Here is a place where philanthropy can definitely contribute. Broadly speaking, we can support grantees that help cultivate understanding of and appreciation for the values, norms, and, most important, the practices that underpin our liberal democracy, as well as the shared sense of national community it requires. More practically, we can work with actors on both sides to develop alternative norms, rules, and practices that can be taken up when circumstances permit—which is to say, when the two sides finally beat each other into exhaustion and accept that no one is going to “win” this way. While neither side is likely to accept a return to former practices, both can (without losing face) try something new. Regular order has completely broken down when it comes to core legislative responsibilities, like adopting a budget and exercising oversight of the executive—processes both sides know need to be fixed. It follows that sites like these offer real opportunities to develop new cooperative processes. If successful, moreover, these can provide a beachhead from which to build still other cooperative norms and practices. Just as earlier norms were at first abandoned slowly and piecemeal, perhaps we can begin to build new ones the same way. Nothing succeeds like success, after all. We have, accordingly, begun a wide-ranging inquiry to identify particular areas and specific ways in which to advance this idea.

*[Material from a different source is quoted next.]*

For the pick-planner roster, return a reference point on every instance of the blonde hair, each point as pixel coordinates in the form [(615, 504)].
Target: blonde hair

As I recently described in greater detail, the Hewlett Foundation began its exploration of diversity, equity and inclusion (DEI) several years ago, starting with our own operations and culture. We made commitment to DEI one of our Guiding Principles—stating explicitly why these values are important in our organizational culture, our internal operations, and our grantmaking and other external activities. We clarified what we do to live up to this commitment in staff hiring, recruitment, compensation, and workplace norms, and we launched a pilot to explore how we might support grantees that want to do their own institutional DEI work. Staff in all our programs are looking for ways to expand our grantee networks, support field-wide DEI efforts, and be more inclusive of the views of the people our philanthropy ultimately seeks to help.
In all these efforts, internal and external, we have tried to avoid reducing ourselves and our partners to labels, seeking rather to build stronger relationships and better dialogue through awareness of—and respect for—our differences. This is not some time-limited “diversity initiative,” with defined goals and an end point where we declare victory and say we have finished. It’s an ongoing journey, an effort to develop and nurture and sustain a different kind of culture, and a better culture.
This effort, as I have said elsewhere, is a matter of responsibility, not grace. As an endowed institution with significant resources, the foundation makes choices about how we use our assets. But the choices we make have consequences, and we have a responsibility to make those choices thoughtfully, mindful of the larger society of which we are part, and of the historical, economic, and cultural forces that shape it.
We have more to do and more to learn, and with goodwill and commitment, I believe we can and will do still better. Already it is clear that adding and empowering voices that have gone unheard or been unheeded has enhanced our work and made us a healthier, more effective organization.
In these days of rage and resentment, that’s a profoundly encouraging and affirming lesson: a measure of hope and of the possibility of progress to build on in 2018.